# Flounder Light Brackets



## X-Shark (Oct 3, 2007)

These are custom brackets that fit 150 watt & 175 watt HPS & Mh lights

$50 for the pair.

[850] 207-4632


----------



## BuckWild (Oct 2, 2007)

I may be interested in those since I already have the holes to match. Those 400's are huge anyhow.


----------



## Flounder9.75 (Sep 28, 2007)

Sounds like Buck Wild must be the new owner of the Tickle Me Green


----------



## X-Shark (Oct 3, 2007)

Yep he is. 

I have a new project on the horizon.... Heading to Tx. to get it.


----------



## Flounder9.75 (Sep 28, 2007)

X-Shark said:


> Yep he is.
> 
> I have a new project on the horizon.... Heading to Tx. to get it.

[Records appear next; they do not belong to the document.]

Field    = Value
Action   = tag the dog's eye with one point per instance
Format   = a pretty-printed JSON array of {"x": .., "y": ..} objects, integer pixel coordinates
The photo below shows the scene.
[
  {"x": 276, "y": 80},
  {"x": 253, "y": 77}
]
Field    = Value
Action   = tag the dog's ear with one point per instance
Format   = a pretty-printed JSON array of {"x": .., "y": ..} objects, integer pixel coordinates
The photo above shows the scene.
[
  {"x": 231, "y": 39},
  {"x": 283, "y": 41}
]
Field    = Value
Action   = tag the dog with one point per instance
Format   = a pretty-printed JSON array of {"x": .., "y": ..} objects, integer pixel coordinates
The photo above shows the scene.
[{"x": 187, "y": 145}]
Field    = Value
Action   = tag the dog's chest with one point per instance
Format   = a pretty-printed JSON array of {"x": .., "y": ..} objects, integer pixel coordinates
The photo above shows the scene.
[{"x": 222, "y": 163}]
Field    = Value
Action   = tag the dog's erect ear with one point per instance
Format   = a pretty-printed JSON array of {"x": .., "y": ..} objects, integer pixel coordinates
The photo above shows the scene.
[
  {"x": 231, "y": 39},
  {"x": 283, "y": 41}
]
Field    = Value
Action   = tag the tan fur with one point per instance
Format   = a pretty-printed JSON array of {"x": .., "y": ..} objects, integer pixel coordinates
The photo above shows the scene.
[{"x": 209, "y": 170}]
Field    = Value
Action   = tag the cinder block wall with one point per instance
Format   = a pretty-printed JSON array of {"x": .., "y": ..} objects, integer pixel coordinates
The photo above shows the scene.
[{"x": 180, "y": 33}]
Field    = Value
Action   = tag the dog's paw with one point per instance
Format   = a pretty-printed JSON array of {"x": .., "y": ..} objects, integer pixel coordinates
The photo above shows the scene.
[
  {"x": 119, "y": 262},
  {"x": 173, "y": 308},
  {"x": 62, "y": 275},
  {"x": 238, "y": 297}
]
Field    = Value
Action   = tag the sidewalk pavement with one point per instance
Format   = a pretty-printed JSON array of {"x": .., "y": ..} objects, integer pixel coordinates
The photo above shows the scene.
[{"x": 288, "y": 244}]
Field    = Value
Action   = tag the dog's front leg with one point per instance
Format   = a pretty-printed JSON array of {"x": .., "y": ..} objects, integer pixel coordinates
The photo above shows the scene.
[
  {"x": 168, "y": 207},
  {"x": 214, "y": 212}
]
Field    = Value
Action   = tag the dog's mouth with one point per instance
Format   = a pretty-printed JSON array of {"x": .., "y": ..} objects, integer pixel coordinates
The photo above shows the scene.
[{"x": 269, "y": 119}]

He got a hell of a deal on custom boat. 

Will you new project float?


----------



## X-Shark (Oct 3, 2007)

No ----- 4 wheel's. 

Working on the drift trikes too.


----------



## Flounder9.75 (Sep 28, 2007)

What the hell is a Drift Bike surely you don't Drift Fish with it.


----------



## X-Shark (Oct 3, 2007)

LOL This is what it is.


----------



## Ocean Master (May 20, 2008)

That is super cool. I want one now..!!

I used to race the 3 wheel wheelchairs so I know I could do this..


----------



## Flounder9.75 (Sep 28, 2007)

Ok I see how they work. You sure your young enough to do that. Remember we don't heal as fast as we did when we were young LOL


----------



## Cosson-Gigs (Dec 12, 2012)

*Little Red Wagon*



X-Shark said:


> LOL This is what it is.
> 
> http://www.youtube.com/watch?v=UX4fCTO44Ic


 It's good to still be a kid inside !!!! http://youtu.be/bCg6A6nX7Kw


----------



## X-Shark (Oct 3, 2007)

Still have the brackets.


----------



## X-Shark (Oct 3, 2007)

Bump.....Someone buy these.

I've got another new project coming.


----------



## OHenry (Apr 28, 2011)

X-Shark said:


> Bump.....Someone buy these.
> 
> I've got another new project coming.


hey Shark, Can you provide a link for the lights used with these brackets. I'm in the market. Thanks


----------